It's a precarious time to be an analyst. Regulators want to make the whole business model irrelevant. The fell hand of cost-trimming has cut down numerous analysts in their prime. Now, thanks to natural language processing, aka The Shining, they have this to deal with:
By leveraging FactSet Symbology at the individual security level, we can explore patterns and trends at a more granular level comparing transcripts and estimates. For example, are companies more likely to call on analysts with favorable ratings after or before a down quarter? Are analysts who participate on company earnings calls more accurate than their peers who do not? This example highlights how symbology at the individual security level unlocks the ability to augment or enhance existing models.
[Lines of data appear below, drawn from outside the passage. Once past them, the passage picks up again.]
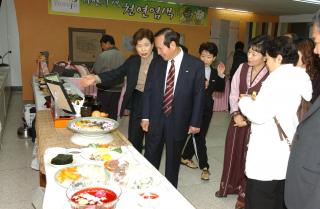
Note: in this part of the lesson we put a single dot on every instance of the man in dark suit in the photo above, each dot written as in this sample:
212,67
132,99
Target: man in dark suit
302,186
173,102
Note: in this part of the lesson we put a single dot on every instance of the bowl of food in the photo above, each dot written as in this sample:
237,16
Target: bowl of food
93,125
93,195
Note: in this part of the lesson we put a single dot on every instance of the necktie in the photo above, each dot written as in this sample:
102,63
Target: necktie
168,94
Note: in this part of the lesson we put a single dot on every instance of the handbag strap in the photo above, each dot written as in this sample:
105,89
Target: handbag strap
282,134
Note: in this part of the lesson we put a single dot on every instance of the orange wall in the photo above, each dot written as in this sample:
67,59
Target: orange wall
243,18
40,31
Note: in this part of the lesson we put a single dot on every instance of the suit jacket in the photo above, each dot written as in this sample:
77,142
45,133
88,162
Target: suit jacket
129,68
216,83
188,101
302,189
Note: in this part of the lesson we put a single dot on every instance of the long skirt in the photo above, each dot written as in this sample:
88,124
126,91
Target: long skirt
233,179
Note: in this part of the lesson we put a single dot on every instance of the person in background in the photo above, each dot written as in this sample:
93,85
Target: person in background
214,82
273,116
302,185
173,102
247,79
310,62
239,57
109,93
135,68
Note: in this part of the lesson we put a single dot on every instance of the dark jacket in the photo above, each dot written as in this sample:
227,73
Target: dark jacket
188,100
129,68
216,83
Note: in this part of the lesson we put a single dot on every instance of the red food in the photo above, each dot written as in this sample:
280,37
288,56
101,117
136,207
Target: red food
150,195
94,196
111,165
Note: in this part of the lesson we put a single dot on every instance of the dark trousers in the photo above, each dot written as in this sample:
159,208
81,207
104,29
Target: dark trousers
154,147
265,194
135,132
200,139
109,102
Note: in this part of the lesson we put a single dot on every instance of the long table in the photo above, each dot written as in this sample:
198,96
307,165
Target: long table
50,138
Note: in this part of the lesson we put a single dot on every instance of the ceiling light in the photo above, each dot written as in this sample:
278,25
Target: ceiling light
309,1
233,10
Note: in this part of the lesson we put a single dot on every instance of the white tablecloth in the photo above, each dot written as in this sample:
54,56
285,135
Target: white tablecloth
169,198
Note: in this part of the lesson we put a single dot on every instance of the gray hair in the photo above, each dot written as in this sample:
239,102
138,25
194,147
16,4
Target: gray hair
316,19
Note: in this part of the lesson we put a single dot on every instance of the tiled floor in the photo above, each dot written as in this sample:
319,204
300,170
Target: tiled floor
18,182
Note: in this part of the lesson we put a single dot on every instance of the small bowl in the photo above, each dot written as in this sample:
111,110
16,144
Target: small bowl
98,190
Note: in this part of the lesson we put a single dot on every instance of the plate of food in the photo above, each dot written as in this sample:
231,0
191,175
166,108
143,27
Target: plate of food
140,179
89,172
93,125
101,154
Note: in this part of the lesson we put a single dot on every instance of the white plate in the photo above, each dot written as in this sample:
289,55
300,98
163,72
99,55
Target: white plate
93,125
141,179
88,172
100,154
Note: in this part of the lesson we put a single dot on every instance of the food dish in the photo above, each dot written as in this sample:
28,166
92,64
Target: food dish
140,180
101,154
88,172
93,125
93,195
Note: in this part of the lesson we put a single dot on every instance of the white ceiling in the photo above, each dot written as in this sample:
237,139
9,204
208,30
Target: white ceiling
271,7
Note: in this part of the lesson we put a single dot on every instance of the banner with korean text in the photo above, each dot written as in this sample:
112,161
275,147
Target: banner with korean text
131,10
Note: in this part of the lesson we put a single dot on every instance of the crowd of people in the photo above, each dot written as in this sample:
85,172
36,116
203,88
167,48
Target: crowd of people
271,158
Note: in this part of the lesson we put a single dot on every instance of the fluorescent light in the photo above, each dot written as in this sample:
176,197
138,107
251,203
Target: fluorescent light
233,10
309,1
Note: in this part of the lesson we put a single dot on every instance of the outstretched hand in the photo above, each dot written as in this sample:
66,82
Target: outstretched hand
221,68
88,80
Using this method, we would have noticed analyst Colin Langan (UBS) had an overall sentiment score that was below the average of the call (0.111 vs 0.189) and one of the most negative sentences (-0.423). Shortly after the call, he released an updated research report titled Tesla Motors Q3 Good News to Turn Bad in Q4.
That's courtesy of FactSet, which used a natural language processing script to analyze sentiment Tesla's Q3 2016 earnings call. The script uses a complex algorithm and what we can only assume to be ancient black magic to tease out the true feelings of those doing the talking. For instance, here's what FactSet found in the depths of Elon Musk's soul:
...We can diagram the call and identify how the sentiment of Elon Musk’s comments change between the Management Discussion Section (the prepared remarks) and the Question and Answer (off-the-cuff). [...] Here we can see the average sentiment of the call was positive, with a score of approximately 0.2, but the range of values varied quite dramatically from the Management Discussion to the Q&A, where the tone of the call took a turn for the worse upon mention of then-recent fatalities involving Tesla’s Autopilot.
It's good to know that, when confronted with deaths he has caused, Musk feels acceptably human emotions. But as we learn from the algos, so do the analysts. Here's a chart of their sentiment scores, according to the analysis:
Should analysts care that they're now the target of digital psychic wizardry? Probably not all that much. But it certainly doesn't make the job any easier.